Does it mean ISC is relying on Linux heavily? Random people on internet says FreeBSD has better IP stack and somehow I was sure ISC/BIND platform of choice is FreeBSD.
This means that ISC is relying heavily on libuv and we want to see it improved for everyone, not just ISC and BIND 9. Nothing more and nothing less, and I would appreciate if we can avoid the partisanship discussion.
This test doesn't include epoll in any significant fashion at all, and also doesn't apply to network operations. The libuv thing is specifically about disk files, which linux doesn't really support with epoll (epoll just always considers them ready, regardless of if the requested page is in cache or not, meaning it is not helpful for the async case. by contrast, a socket without data immediately available in the kernel's buffer will not show readiness).
Since you can't tell if a disk io function would have to actually hit the disk or use the cache on older linuxes, libuv just always dispatches said operations to a worker thread pool which then calls the normal function.

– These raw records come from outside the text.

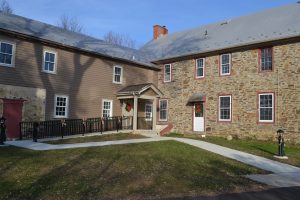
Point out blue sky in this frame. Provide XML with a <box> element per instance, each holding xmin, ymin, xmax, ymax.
<box><xmin>8</xmin><ymin>0</ymin><xmax>296</xmax><ymax>46</ymax></box>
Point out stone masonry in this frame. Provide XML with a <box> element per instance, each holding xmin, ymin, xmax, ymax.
<box><xmin>158</xmin><ymin>43</ymin><xmax>300</xmax><ymax>143</ymax></box>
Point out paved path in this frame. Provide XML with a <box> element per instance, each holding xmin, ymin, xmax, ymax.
<box><xmin>5</xmin><ymin>137</ymin><xmax>170</xmax><ymax>151</ymax></box>
<box><xmin>166</xmin><ymin>187</ymin><xmax>300</xmax><ymax>200</ymax></box>
<box><xmin>6</xmin><ymin>134</ymin><xmax>300</xmax><ymax>187</ymax></box>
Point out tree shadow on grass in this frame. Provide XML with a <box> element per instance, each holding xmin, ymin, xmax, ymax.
<box><xmin>7</xmin><ymin>148</ymin><xmax>120</xmax><ymax>199</ymax></box>
<box><xmin>251</xmin><ymin>145</ymin><xmax>275</xmax><ymax>156</ymax></box>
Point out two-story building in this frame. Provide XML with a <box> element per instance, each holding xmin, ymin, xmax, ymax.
<box><xmin>0</xmin><ymin>3</ymin><xmax>300</xmax><ymax>142</ymax></box>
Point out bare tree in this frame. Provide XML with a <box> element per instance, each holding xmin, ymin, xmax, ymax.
<box><xmin>57</xmin><ymin>14</ymin><xmax>83</xmax><ymax>33</ymax></box>
<box><xmin>0</xmin><ymin>0</ymin><xmax>13</xmax><ymax>14</ymax></box>
<box><xmin>104</xmin><ymin>31</ymin><xmax>136</xmax><ymax>48</ymax></box>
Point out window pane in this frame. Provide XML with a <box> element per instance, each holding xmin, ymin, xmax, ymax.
<box><xmin>1</xmin><ymin>42</ymin><xmax>12</xmax><ymax>55</ymax></box>
<box><xmin>222</xmin><ymin>54</ymin><xmax>229</xmax><ymax>64</ymax></box>
<box><xmin>115</xmin><ymin>75</ymin><xmax>121</xmax><ymax>83</ymax></box>
<box><xmin>49</xmin><ymin>53</ymin><xmax>55</xmax><ymax>63</ymax></box>
<box><xmin>259</xmin><ymin>94</ymin><xmax>273</xmax><ymax>121</ymax></box>
<box><xmin>45</xmin><ymin>52</ymin><xmax>50</xmax><ymax>62</ymax></box>
<box><xmin>222</xmin><ymin>64</ymin><xmax>229</xmax><ymax>74</ymax></box>
<box><xmin>164</xmin><ymin>65</ymin><xmax>171</xmax><ymax>81</ymax></box>
<box><xmin>0</xmin><ymin>53</ymin><xmax>5</xmax><ymax>63</ymax></box>
<box><xmin>219</xmin><ymin>96</ymin><xmax>231</xmax><ymax>120</ymax></box>
<box><xmin>261</xmin><ymin>48</ymin><xmax>272</xmax><ymax>70</ymax></box>
<box><xmin>4</xmin><ymin>55</ymin><xmax>12</xmax><ymax>64</ymax></box>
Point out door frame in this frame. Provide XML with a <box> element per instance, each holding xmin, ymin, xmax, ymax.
<box><xmin>145</xmin><ymin>102</ymin><xmax>153</xmax><ymax>121</ymax></box>
<box><xmin>192</xmin><ymin>101</ymin><xmax>206</xmax><ymax>133</ymax></box>
<box><xmin>0</xmin><ymin>98</ymin><xmax>26</xmax><ymax>139</ymax></box>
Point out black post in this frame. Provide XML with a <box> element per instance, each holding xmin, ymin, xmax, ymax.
<box><xmin>32</xmin><ymin>122</ymin><xmax>39</xmax><ymax>142</ymax></box>
<box><xmin>100</xmin><ymin>118</ymin><xmax>103</xmax><ymax>134</ymax></box>
<box><xmin>82</xmin><ymin>119</ymin><xmax>86</xmax><ymax>136</ymax></box>
<box><xmin>0</xmin><ymin>117</ymin><xmax>6</xmax><ymax>145</ymax></box>
<box><xmin>61</xmin><ymin>119</ymin><xmax>66</xmax><ymax>138</ymax></box>
<box><xmin>19</xmin><ymin>122</ymin><xmax>23</xmax><ymax>140</ymax></box>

When it returns, it sends a message back to the other thread to indicate its completion.
If data is already present in the cache, this adds significant overhead vs just calling `read` directly - instead calling `read`, it will post a request to the worker thread queue (which may require synchronization, im not sure exactly how the impl does it tbh), wake the worker thread which calls `read`, which does not block significantly since the data is indeed already present, then it posts an event back to the main thread (which, sure, it is listening for this event on `epoll`, along with whatever else it is listening to, but that's an insignificant detail at this point) which calls the on-complete handler. All that work instead of just transferring the data from the cache to the result. Significant slowdown.
If the data is not already present in the cache, it does exactly those same steps, except this time `read` actually does block for some time, so the main thread can continue with other work in the mean time. (Of course, if the main thread has no other work to do, you've gained nothing from this!)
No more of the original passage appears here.